Alison Hsiao is an Assistant Professor in the Department of Women and Gender Studies at Loyola Marymount University. Their research and teaching interests include Women of Color feminisms, Queer of Color critique, multiethnic literatures, relational race approaches, and law & literature.

Professor Hsiao conducts research across law, literature, and visual arts to highlight patterns in US legal discourse and language which disavow the lived experience of racialized communities. Their developing book project, "Missing Persons: Reading Racialized Disappearance in Law & literature," explores relational geographies of loss emerging from U.S. developmental law which envelop racialized communities in atmospheres of anticipatory violence. Conceptualizing the radical potential of grief, "Missing Persons" examines cultural productions to imagine redress outside of state apparatuses and honor the work communities have already done to make this world more livable.

Education

University of California, Davis

Ph.D.

English, D.E. Native American Studies

Tufts University

M.A.

English

Willamette University

B.A.

English/Music

Areas of Expertise

Critical Race and Ethnic Studies
Comparative Race and Gender
Law & Literature
Literature and Culture
Queer of Color Critique
Women of Color Feminisms

Languages

  • Mandarin
  • English

Courses

WGST 1100

Gender, Race, and Sexuality in Contemporary Society

Articles

Haunting Black Feminist Geographies in Pudd’nhead Wilson

Arizona Quarterly

Alison Hsiao

2022-04-01

Mark Twain’s Pudd’nhead Wilson depicts a passing plot centered on Roxy, a white passing enslaved woman who switches her master’s son with her own.
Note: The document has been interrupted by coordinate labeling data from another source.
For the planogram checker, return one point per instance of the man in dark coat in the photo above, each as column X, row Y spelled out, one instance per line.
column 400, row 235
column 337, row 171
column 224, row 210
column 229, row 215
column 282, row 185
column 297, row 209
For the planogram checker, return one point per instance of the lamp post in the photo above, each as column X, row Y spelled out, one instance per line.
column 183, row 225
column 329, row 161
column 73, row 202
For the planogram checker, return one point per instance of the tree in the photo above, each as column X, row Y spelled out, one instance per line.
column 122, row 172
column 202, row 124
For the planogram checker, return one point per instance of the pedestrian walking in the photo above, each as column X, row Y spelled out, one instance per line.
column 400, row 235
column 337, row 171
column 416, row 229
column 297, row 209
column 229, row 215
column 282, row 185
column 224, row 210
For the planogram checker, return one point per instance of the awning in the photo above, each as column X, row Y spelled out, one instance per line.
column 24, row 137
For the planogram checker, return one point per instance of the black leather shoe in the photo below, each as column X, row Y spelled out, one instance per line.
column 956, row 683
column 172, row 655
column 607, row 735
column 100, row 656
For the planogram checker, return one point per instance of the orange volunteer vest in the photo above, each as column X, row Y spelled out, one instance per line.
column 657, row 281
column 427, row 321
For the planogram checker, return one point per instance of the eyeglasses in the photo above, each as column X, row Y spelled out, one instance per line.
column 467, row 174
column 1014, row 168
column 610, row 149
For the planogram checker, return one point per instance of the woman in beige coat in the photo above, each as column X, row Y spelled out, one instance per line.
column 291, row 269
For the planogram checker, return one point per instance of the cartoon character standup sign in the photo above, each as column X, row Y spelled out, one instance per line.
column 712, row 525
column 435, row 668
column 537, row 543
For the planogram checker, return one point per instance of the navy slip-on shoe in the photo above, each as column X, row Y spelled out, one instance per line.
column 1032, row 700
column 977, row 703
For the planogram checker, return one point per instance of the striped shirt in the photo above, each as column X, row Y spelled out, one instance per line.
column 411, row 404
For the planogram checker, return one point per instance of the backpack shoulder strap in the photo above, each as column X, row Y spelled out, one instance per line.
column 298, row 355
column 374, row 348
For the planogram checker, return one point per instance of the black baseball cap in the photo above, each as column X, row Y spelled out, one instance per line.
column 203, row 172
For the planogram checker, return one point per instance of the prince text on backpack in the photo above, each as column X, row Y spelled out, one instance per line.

Through the passing plot, the Gothic seeps in to unsettle the slaveholding town of Dawson’s Landing. In this essay, I focus on the novel’s racialized geographies through the haunted house which paradoxically represents Roxy’s oppression as well as facilitates her survival and motherhood by allowing her to remap dominant, white supremacist geographies. While the novel initially centers on domestic houses and the courtroom, the reader becomes drawn to the haunted house. I draw from Black feminist scholarship to argue that the haunted house emerges as the Middle Passage, enabling Roxy and Tom to subvert the logics of the white domestic and insist upon their own desires. To that end the haunted house elucidates the racial and gendered cartography of the novel and Roxy’s agential possibilities.